In 1996, the company launched its website and became one of the earliest internet start-ups; the company ranked 69th on the Inc. 500 list of fast-growing privately held US companies. That year the company held an IPO on NASDAQ. Between 1997 and 2000, Peapod expanded into Boston and Watertown, Massachusetts, Long Island, New York, and Norwalk, Connecticut, in partnership with Stop & Shop.

=== 21st century: Ahold then Ahold Delhaize ===
In June 2000, global grocery corporation Royal Ahold bought 51% of Peapod's shares, and in August 2001, Royal Ahold bought out the entire company. As a result, Peapod cancelled its contracts with all grocery companies except for Royal Ahold's three main American chains, Stop & Shop, Giant-Landover and Giant-Carlisle. This caused Peapod to abandon Columbus, Houston, and San Francisco entirely.
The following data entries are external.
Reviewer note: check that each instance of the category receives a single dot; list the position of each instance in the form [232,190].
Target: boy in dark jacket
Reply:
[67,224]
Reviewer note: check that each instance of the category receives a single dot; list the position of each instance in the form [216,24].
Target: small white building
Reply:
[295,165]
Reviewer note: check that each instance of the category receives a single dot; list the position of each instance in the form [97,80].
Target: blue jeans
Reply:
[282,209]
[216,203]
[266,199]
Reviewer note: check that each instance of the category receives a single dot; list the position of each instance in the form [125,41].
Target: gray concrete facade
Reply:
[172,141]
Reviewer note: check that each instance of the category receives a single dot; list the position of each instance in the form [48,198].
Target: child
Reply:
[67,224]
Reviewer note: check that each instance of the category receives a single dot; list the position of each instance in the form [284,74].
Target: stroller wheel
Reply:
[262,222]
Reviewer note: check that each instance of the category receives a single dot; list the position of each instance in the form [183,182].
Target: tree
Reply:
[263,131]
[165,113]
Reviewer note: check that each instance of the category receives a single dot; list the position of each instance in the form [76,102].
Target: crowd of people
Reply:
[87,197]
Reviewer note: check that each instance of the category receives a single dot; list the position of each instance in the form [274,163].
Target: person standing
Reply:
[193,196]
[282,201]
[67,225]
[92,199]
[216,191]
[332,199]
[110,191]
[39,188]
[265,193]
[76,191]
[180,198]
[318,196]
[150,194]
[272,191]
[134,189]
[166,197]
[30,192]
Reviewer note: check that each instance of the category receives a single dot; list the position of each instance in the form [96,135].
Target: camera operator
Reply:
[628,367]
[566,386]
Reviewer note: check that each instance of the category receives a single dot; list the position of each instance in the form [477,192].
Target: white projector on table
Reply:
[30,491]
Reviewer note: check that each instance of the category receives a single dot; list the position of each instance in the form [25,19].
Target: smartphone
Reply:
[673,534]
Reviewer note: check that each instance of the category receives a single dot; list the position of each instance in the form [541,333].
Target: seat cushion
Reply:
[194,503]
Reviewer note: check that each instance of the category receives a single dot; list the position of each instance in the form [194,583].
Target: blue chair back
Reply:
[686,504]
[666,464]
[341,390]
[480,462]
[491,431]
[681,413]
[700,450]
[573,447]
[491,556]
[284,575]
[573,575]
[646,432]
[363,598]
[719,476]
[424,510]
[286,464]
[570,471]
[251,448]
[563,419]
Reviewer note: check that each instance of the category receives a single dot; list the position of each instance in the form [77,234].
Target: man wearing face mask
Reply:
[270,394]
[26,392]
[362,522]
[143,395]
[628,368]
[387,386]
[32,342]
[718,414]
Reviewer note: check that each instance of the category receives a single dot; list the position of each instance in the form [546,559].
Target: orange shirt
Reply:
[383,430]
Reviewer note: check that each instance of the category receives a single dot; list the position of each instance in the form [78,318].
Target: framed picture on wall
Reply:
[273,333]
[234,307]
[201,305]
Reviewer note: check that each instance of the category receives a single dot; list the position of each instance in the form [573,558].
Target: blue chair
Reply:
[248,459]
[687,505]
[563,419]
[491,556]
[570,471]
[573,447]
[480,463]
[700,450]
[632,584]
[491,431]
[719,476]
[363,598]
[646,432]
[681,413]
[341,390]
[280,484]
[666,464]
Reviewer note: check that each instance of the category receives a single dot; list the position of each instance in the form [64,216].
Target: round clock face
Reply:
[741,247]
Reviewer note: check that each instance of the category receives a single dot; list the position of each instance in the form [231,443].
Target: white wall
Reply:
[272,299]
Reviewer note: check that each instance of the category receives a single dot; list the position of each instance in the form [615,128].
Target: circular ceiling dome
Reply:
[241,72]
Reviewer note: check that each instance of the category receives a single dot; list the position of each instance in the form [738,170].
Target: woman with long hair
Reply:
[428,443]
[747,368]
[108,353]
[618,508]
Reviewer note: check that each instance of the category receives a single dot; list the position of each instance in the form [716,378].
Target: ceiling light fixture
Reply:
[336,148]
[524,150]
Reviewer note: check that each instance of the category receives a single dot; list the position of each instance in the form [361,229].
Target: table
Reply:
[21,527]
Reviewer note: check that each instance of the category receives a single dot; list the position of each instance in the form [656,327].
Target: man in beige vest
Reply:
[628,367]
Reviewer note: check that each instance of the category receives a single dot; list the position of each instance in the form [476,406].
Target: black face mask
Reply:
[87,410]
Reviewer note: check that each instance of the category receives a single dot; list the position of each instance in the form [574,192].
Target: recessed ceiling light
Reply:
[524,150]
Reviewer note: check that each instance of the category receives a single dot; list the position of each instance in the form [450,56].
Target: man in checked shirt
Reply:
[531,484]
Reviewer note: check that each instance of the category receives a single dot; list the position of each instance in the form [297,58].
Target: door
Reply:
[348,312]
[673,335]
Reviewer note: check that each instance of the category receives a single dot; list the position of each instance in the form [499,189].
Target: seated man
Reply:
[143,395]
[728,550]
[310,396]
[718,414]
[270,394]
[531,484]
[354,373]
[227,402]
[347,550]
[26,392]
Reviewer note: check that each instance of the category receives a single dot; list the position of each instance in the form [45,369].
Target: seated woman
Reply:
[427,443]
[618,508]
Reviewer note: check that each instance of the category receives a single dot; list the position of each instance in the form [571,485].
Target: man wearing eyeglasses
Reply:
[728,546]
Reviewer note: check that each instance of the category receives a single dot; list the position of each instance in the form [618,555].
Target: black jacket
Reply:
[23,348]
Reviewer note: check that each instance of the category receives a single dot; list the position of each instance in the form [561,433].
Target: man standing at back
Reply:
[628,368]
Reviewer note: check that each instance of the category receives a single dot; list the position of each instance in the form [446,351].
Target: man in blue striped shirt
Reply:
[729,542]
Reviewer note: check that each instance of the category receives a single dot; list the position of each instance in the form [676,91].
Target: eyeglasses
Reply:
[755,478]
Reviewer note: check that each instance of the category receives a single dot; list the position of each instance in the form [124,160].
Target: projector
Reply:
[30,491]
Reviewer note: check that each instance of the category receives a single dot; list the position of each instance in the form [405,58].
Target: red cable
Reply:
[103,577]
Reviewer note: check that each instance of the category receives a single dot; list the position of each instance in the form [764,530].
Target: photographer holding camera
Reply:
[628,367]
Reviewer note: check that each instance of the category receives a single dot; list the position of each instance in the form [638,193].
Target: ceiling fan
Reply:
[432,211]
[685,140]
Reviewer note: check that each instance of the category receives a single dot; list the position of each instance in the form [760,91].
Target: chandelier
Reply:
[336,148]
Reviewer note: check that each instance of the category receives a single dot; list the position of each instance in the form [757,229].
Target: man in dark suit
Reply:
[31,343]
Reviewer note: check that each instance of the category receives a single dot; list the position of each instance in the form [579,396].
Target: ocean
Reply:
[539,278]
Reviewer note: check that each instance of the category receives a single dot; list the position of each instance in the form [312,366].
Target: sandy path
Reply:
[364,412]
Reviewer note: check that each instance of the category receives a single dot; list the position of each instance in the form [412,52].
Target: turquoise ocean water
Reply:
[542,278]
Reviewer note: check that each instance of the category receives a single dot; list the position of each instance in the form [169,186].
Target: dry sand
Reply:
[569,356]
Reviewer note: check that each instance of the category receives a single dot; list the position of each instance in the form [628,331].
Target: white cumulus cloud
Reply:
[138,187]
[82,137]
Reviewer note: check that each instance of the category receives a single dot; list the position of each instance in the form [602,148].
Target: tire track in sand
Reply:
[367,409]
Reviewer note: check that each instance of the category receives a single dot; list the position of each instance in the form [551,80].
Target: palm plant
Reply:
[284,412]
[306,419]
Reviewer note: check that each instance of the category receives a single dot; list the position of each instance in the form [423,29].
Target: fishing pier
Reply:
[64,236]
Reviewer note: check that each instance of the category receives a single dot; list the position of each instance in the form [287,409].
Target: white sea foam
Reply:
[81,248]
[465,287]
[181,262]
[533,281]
In late 2000, Peapod added Washington, D.C., and surrounding towns through Giant of Landover, and in 2011 they also started serving the Philadelphia market with Giant of Carlisle and Manhattan with Stop & Shop.

In February 2012, Peapod introduced signs at some SEPTA Regional Rail stations in Philadelphia which enabled smartphone users to shop for groceries using Peapod's mobile app on their phone and scanning the barcodes of items listed on the signs. The grocery delivery occurred later in the day.

In October 2017, Peapod Online Grocer (US) announced it was moving its headquarters from suburban Skokie, Illinois, to downtown Chicago.

In 2019, Peapod held 9% of the online grocery delivery market in New York City, behind FreshDirect (68%), Instacart (13%), and Amazon Fresh (9%).

In February 2020, Peapod announced they would be ceasing operations in the Midwest (Illinois, Indiana, and Wisconsin) and focus exclusively on serving the East Coast. The headquarters for Peapod Digital Labs, which runs the e-commerce technology for Ahold Delhaize's US grocery brands, remained in downtown Chicago.

==Recognition and awards==
In 2017, Peapod Online Grocer (US) was described by food website Organic Authority as "one of the oldest and most popular online grocery services in the marketplace."

In 2017, the NPD Group's Chief Food Industry Analyst, Harry Balzer, considers Peapod the top online grocery delivery service and believes that could be used as a model for delivery services, such as Amazon and Walmart, if they move into the business of online groceries.